Across the NHS, the cost of food remains very low (at less than 0.5 per cent of the NHS budget) and previous studies have shown that there is no direct link between quality and cost when it comes to hospital food. However, the high levels of variation across the country suggest that some hospitals may need to spend more, while others could become more efficient.

The new figures have been published just days after Health Secretary Jeremy Hunt launched a new drive to improve the quality of food which will address this variation – by seeking out those hospitals that are providing high quality food and examining how this can be replicated across the country.

The new drive also includes: directions for hospitals on reducing fat and salt, including more fruit and vegetables on the menu and making sure food is bought in an environmentally sustainable way; key principles the NHS must follow for patient food and patient-led hospital inspections to make sure these principles are followed and standards actually improve.

Health Secretary Jeremy Hunt said:

“Patients need high quality, nutritious food – this a crucial part of their care, particularly for older patients.
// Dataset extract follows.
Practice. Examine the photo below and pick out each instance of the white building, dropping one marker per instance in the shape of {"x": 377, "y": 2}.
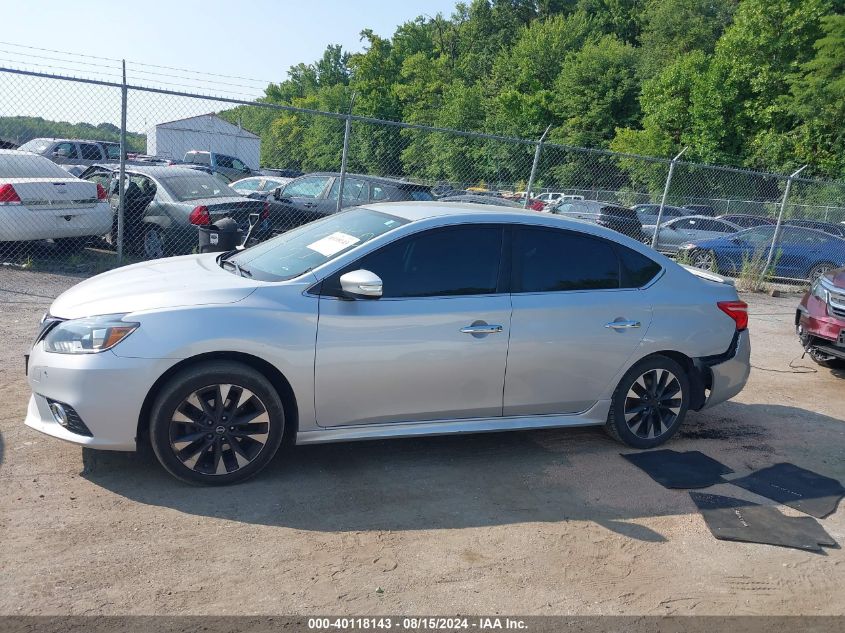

The figures published today show while the NHS is spending more on food as a whole, costs vary wildly across the country.

“What’s not clear is whether when the price drops, quality drops too. I want to find out if there is a link between what is spent and the quality of food delivered; and if not, why not.”

Teams of inspectors, half of whom must be patients themselves, have now started pilot inspections across the country looking at aspects of food that are important to patients – including taste, quality, temperature, and the cleanliness of ward kitchens. Financial incentives for hospitals who deliver exceptional service are also being explored.

*The average spend on food per patient rose slightly to £8.77, from £8.58 in 2010-11, compared to £8.06 in 2009/10.